Describing the successful groups in the study, she used a phrase that sticks with me still: Bringing out the best in others is how they found the best in themselves. Given the fissures in relationships today, be they between two individuals seeking to strengthen their partnership or tribal adversaries who must learn to coexist, this is a compelling bridge to build.

Who or what brings out the best in you? When and how do you bring out the best in others?


Each of us belongs to many groups; among them are families, faith communities, professional networks, political parties, tribes of origin and nations. Some are given and some we choose. They are circles whom we influence and who influence us.

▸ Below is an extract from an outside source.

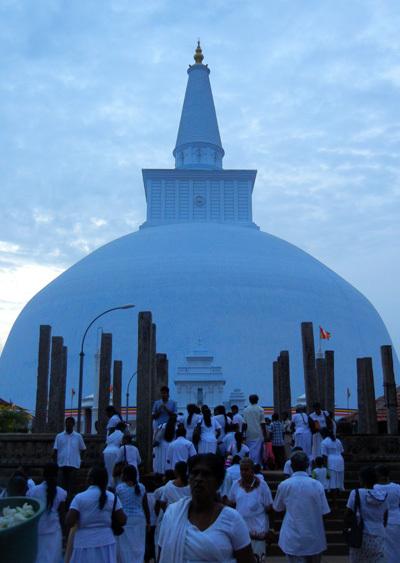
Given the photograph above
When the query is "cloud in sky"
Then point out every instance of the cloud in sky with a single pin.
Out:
(306, 92)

At their finest these groups recognize and affirm who we are. They bring out our best. They protect us and advocate on our behalf. They celebrate collective milestones and individual life passages.

Certainly, the power of groups can also have a dark side, but those dynamics are themes for another post. Today I celebrate the gifts received from one particular group.

Last September I retired from coaching students in a two-year certification program. Created by Melisa Pearce with help from Peggy and me, the Equine Gestalt Coaching Method enables practitioners to partner with horses in helping clients break through to achieve their full potential in life. The students and graduates of the program are a professional community.

Of the many gifts I have received from this herd – including appreciation of equine wisdom, lessons in leadership and follower-ship, trust, sharing, friendship, personal growth and professional challenge – I share one today that has enabled me to develop a latent interest. Thanks to their generosity I have been able to attend a series of workshops to learn skills associated with wood-turning. I have just completed my last session which resulted in the cherry bowl pictured below.

I share it as an expression of gratitude to the EGCM herd. For me it represents the challenge, beauty and nuance of any human endeavor inspired and nurtured by a special community.

What are the gifts that you contribute to and receive from your circles of influence?